INDIAN RIVER COUNTY — No, it's not a Chupacabra. It's not a hairless dog or oversized cat, either. When Humane Society of Vero Beach and Indian River County's Ilka Daniel was called to help an unidentified animal found in a dumpster, she wasn't sure what to expect.
Working with Vero Beach Animal Control Officer Bruce Dangerfield and Vero Beach Police Officer John Grenzenbach, Daniel was able to catch the animal and identify him as a hairless raccoon.
Soon after his capture, Daniel transported the adult male raccoon to the Humane Society. According to Daniel and veterinarian Lyndall Soule, the raccoon is dehydrated but doesn't appear to be sick or have mange and is in otherwise good health.
"He's an absolutely amazing creature," Daniel said of the unusual but frightened animal with big dark eyes. "It's just incredible that he's survived so well."

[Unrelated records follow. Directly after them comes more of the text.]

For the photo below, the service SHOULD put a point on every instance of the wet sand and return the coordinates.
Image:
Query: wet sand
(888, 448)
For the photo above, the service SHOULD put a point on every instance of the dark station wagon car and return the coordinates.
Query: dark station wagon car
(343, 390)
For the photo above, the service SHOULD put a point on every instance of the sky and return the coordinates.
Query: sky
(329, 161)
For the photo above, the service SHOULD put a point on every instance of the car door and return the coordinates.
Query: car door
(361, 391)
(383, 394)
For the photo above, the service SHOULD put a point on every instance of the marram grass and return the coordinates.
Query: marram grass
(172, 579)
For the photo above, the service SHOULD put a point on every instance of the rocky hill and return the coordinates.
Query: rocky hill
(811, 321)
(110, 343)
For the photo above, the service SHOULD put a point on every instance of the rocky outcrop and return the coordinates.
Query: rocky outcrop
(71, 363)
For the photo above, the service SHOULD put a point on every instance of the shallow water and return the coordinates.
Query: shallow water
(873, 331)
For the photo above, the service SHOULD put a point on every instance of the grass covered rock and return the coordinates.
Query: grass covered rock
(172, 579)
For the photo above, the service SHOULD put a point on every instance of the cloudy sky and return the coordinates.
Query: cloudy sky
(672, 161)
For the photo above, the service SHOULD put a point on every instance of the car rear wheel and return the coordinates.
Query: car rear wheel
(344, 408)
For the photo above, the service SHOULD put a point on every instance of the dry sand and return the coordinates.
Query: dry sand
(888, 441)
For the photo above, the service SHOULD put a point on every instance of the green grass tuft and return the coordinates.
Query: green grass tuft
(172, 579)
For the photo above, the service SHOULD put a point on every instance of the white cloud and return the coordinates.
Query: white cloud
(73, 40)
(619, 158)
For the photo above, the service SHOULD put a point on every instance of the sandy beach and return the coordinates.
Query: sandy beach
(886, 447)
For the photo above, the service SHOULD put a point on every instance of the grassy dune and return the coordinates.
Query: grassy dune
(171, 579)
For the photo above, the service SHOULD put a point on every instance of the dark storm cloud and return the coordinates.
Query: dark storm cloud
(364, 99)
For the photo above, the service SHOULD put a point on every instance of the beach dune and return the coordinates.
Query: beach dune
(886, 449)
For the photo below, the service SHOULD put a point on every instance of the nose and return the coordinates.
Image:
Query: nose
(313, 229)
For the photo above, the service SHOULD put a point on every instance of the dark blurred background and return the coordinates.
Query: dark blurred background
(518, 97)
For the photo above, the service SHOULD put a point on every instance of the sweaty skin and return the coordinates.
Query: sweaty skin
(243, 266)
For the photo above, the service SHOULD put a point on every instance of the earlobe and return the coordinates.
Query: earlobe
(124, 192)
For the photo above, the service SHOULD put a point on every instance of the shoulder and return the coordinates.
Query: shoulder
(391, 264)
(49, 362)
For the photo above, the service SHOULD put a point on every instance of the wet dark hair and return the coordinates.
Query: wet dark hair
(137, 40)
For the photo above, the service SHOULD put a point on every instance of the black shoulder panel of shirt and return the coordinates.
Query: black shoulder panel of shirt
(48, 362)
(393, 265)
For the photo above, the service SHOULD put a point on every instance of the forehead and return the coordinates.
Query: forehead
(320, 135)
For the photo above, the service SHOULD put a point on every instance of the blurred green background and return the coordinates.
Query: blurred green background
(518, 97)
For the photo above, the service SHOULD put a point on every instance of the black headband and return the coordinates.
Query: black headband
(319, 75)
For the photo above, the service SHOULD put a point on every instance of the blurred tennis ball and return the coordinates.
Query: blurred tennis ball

Upon his arrival at the shelter, Daniel was able to provide the raccoon with food and water.
"He seemed to realize that we were trying to help him," she said.
One of the greatest lessons Daniel hopes people will learn is not to be frightened of the mysterious.
"People may jump to conclusions when they see animals like this raccoon, and may even be frightened," she said.
But Daniel added that careful observation of an animal's body and behavior can often provide a logical explanation.
Florida law mandates that raccoons can only be released in the area where they were found. And because the raccoon was discovered near the heavily trafficked Indian River Boulevard and 17th Street in Vero Beach, The Humane Society did not believe it was appropriate to re-release the raccoon in the area.
Instead, officials from the Busch Wildlife Sanctuary have agreed to take in the animal, according to Daniel.
"We're very, very pleased," she said of the organization helping out. "I hope he lives a normal life."